Despite Clemson and Tajh Boyd’s Respective Success, Neither Get the Respect They Deserve

Clemson’s offensive resurgence over the past two years is due to the influence of Chad Morris, the highest-paid coordinator in college football for a reason. But Morris has an impressive set of tools to work with, and none has been more essential than quarterback Tajh Boyd.

Although he came to Clemson as a highly-touted recruit, Boyd’s redshirt year was followed by an unimpressive showing in garbage time in 2010 (33 of 63, four touchdowns, three interceptions) capped by a disastrous appearance in the final minutes of the Meineke Car Care Bowl to replace graduating starter Kyle Parker.

Benefiting from Morris’s tutelage and system, Boyd grew into one of the nation’s best in 2011. Even with the Tigers’ late-season implosion, he finished 20th in passing yards per game at 273.4. Boyd is on track for an even better finish this year; he’s currently 14th at 292 yards per game, above big names like Landry Jones, Matt Barkley and Johnny “Football” Manziel. His passer rating of 163.92 is good for tenth in the nation.

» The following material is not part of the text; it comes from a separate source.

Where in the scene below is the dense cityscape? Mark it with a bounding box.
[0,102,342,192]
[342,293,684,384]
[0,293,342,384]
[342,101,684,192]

Most people could look like a decent quarterback with Sammy Watkins and DeAndre Hopkins catching their passes, but Boyd truly is one of the best. His development from last year has been very encouraging, and he’s making better decisions. There have been a few moments that looked uncomfortably like this pick against Florida State, or his attempted throw out of bounds against Virginia Tech that went backwards and was only saved when the officials ruled his knee down. But for the most part he’s kept a good head on his shoulders.